Jimmy O’Hara lived in Connecticut and like most people in the state, he battled Winter tooth and nail until around Ash Wednesday– when suddenly there was Spring — right around the corner!

For decades Jimmy reveled in the surprise. He had survived Winter. He would celebrate St Patrick’s and Easter. He would appear again on the baseball fields. He had been a player and then a Manager, and for the past 29 years, an Umpire.

His last game had been behind the plate in the Fall League. It had been a crisp, well-pitched game. The Home Team was down 2 going into the final inning. The first two batters grounded out. Then after a bloop single and a walk, a line drive to left center rolled all the way to the fence. The relay was slow coming in and the kid scored the winning run standing up.

The happy victors ran past Jimmy and congratulated the home run hitter. It was a perfect game to go out on. So, Jimmy decided right then to retire. He told Rudy, his field ump, this was his last game. Rudy was surprised. He asked Jimmy if he was sure. He told Jimmy he had gotten all his calls right. That he had a great game.

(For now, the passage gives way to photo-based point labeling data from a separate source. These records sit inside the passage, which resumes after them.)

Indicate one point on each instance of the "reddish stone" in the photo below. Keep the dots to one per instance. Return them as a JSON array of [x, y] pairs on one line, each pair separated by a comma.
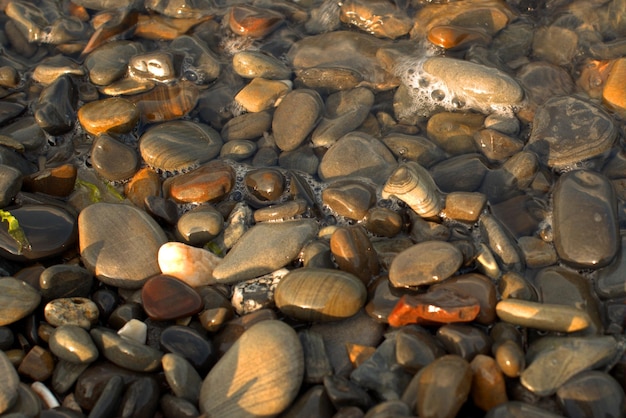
[[209, 183], [165, 298], [440, 306]]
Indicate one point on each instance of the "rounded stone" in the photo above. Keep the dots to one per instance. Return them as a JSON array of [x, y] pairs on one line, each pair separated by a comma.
[[73, 344], [119, 244], [166, 298], [314, 294], [260, 375], [179, 145], [425, 263], [17, 300]]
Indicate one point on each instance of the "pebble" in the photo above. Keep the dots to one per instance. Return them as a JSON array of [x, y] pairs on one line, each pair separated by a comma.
[[586, 237], [110, 252], [166, 298], [279, 243], [179, 145], [17, 300], [267, 360], [567, 130], [313, 294], [73, 344], [425, 263]]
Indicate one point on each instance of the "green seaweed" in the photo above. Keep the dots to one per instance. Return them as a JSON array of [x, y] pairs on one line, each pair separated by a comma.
[[15, 231]]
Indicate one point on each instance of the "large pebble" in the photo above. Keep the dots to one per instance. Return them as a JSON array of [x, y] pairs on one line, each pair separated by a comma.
[[425, 263], [567, 130], [265, 248], [17, 299], [586, 234], [260, 375], [119, 243], [312, 294], [179, 145]]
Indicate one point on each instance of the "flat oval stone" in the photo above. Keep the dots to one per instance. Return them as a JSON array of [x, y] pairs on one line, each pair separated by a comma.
[[444, 386], [425, 263], [115, 114], [313, 294], [73, 343], [125, 352], [166, 298], [208, 183], [279, 244], [260, 375], [17, 300], [179, 145], [586, 234], [119, 244], [112, 159], [567, 130], [49, 229]]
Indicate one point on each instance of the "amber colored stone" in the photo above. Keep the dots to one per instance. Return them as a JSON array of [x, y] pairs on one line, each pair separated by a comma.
[[209, 183], [57, 181], [440, 306], [451, 37], [38, 364], [252, 21], [146, 182], [488, 386], [359, 353], [165, 298], [354, 253], [167, 102]]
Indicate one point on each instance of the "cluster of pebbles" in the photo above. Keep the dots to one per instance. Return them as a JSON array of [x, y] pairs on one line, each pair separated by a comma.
[[366, 208]]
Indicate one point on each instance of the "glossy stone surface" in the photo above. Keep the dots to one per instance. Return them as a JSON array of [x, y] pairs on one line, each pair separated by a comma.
[[165, 298]]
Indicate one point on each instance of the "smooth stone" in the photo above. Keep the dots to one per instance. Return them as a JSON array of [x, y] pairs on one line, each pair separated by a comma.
[[17, 300], [353, 253], [77, 311], [189, 344], [375, 161], [126, 353], [63, 280], [112, 159], [119, 244], [345, 111], [295, 118], [114, 115], [166, 298], [487, 87], [73, 344], [311, 294], [181, 377], [279, 242], [425, 263], [10, 385], [10, 184], [38, 364], [209, 183], [261, 94], [567, 130], [49, 230], [253, 64], [267, 361], [586, 234], [248, 126], [110, 62], [554, 360], [592, 393], [191, 265], [179, 145], [444, 385]]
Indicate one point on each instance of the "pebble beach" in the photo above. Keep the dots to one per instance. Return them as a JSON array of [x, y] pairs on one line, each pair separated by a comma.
[[313, 208]]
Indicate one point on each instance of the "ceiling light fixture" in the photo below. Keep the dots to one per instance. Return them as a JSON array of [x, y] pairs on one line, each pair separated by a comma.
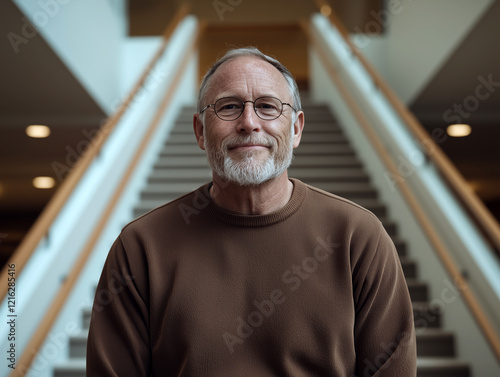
[[44, 182], [459, 130], [326, 10], [37, 131]]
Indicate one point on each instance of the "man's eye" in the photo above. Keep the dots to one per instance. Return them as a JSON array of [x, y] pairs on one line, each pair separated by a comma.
[[267, 106], [231, 106]]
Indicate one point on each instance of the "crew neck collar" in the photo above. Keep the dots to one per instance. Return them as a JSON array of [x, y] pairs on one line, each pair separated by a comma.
[[234, 218]]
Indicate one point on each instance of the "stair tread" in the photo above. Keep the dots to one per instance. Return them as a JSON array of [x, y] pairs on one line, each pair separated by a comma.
[[439, 362]]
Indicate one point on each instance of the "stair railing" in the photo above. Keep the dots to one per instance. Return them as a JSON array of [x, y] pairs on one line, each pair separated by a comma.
[[42, 226], [474, 206]]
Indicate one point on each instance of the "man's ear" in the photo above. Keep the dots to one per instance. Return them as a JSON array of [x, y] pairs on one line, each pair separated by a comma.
[[298, 126], [198, 130]]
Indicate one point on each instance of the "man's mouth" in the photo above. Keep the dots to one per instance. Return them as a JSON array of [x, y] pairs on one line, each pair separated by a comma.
[[248, 147]]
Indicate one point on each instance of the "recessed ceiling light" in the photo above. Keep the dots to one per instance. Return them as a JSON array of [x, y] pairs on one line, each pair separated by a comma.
[[326, 10], [459, 130], [37, 131], [44, 182]]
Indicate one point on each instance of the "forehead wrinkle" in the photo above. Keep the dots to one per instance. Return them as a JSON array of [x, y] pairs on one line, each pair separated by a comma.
[[244, 77]]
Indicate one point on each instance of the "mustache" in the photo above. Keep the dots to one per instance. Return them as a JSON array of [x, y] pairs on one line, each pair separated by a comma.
[[263, 140]]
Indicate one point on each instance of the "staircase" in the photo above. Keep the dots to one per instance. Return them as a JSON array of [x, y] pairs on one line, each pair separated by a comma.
[[325, 160]]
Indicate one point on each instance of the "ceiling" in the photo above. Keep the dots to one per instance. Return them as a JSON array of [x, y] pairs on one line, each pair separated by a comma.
[[37, 88]]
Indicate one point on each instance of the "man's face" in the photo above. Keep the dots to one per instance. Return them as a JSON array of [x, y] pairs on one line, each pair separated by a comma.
[[249, 150]]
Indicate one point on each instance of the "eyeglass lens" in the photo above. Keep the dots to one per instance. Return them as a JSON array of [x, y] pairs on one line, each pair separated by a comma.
[[265, 107]]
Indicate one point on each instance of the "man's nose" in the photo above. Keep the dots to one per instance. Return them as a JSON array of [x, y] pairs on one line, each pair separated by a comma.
[[248, 121]]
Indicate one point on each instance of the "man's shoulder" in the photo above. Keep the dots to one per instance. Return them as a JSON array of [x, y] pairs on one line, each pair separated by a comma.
[[337, 203], [173, 211]]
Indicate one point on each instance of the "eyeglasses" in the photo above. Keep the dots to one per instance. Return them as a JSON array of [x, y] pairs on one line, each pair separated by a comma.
[[231, 108]]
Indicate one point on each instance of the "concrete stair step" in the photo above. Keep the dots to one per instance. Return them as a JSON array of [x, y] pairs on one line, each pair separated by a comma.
[[78, 345], [441, 367], [435, 342], [409, 267], [418, 290], [71, 368], [426, 316]]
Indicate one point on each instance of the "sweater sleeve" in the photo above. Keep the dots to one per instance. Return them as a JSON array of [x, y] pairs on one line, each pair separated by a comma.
[[384, 328], [118, 340]]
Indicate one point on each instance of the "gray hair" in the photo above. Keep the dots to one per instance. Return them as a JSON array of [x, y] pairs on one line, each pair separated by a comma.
[[253, 52]]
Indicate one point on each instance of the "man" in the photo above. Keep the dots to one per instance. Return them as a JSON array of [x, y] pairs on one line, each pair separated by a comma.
[[253, 274]]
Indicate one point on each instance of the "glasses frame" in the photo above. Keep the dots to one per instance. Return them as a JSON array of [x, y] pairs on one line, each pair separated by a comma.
[[243, 107]]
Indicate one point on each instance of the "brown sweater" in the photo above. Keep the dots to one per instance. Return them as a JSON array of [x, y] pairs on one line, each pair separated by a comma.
[[314, 289]]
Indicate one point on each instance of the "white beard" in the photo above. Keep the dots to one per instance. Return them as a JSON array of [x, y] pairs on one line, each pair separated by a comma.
[[249, 170]]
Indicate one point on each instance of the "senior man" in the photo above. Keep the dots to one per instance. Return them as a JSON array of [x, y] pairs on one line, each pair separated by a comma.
[[253, 274]]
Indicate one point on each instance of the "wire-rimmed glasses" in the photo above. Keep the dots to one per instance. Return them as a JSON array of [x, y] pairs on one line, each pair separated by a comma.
[[231, 108]]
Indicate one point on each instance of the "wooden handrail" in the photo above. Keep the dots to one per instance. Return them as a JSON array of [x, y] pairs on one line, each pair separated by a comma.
[[52, 313], [433, 237], [41, 227], [483, 218]]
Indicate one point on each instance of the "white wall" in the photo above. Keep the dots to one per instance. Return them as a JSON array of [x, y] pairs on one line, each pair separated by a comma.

Jimmy was sure. He was going to be 82 in February. His three sons from his first marriage (all real good ball players in their time) were constantly on him to quit umpiring before he shocked a kid forever by croaking on the field. Anne, his wife, had understood how important it was to Jimmy for him to keep on umping, but when Jimmy came home and told her he was done, she said she was glad. She said she was glad he would never shock a high school kid forever by croaking on the field.

Jimmy knew that he might be lured back, so he gave his new, expensive facemask to Pete Goddard, an umpire in his late 60’s and like Jimmy, a former Marine. Jimmy then put all his gear in a big carton. The plan was for Pete Goddard to offer chest protectors, shin guards, jackets, trousers and jerseys to the new umpires as they reported for training. Hell, he even had padded shoes for any umps that happened to be his size.

But as Fall ran into Winter, Jimmy realized he had made a stupid mistake. He was grieving for baseball like he had lost a buddy. Baseball had been a safe space for Jimmy for 75 years. Now suddenly it was gone. Losing his refuge unleashed pain
Jimmy had not felt for a long, long time. It really hurt.

Then Anne got sick. That had never been part of Jimmy’s plan. His wife had always been the strong one. But Jimmy turned out to be a good companion.
He even kept out of the way when the real nurses came and did their thing.

But Anne got worse. She had to be admitted to the big teaching hospital so they could figure out what was wrong. It turned out Anne needed surgery for a hernia. She had a tough recovery. She came home finally and gradually got a little better. But Anne couldn’t exercise much anymore. She had bad tremors in her hands that would never go away. The Doctors told Jimmy he should go real easy on the travel.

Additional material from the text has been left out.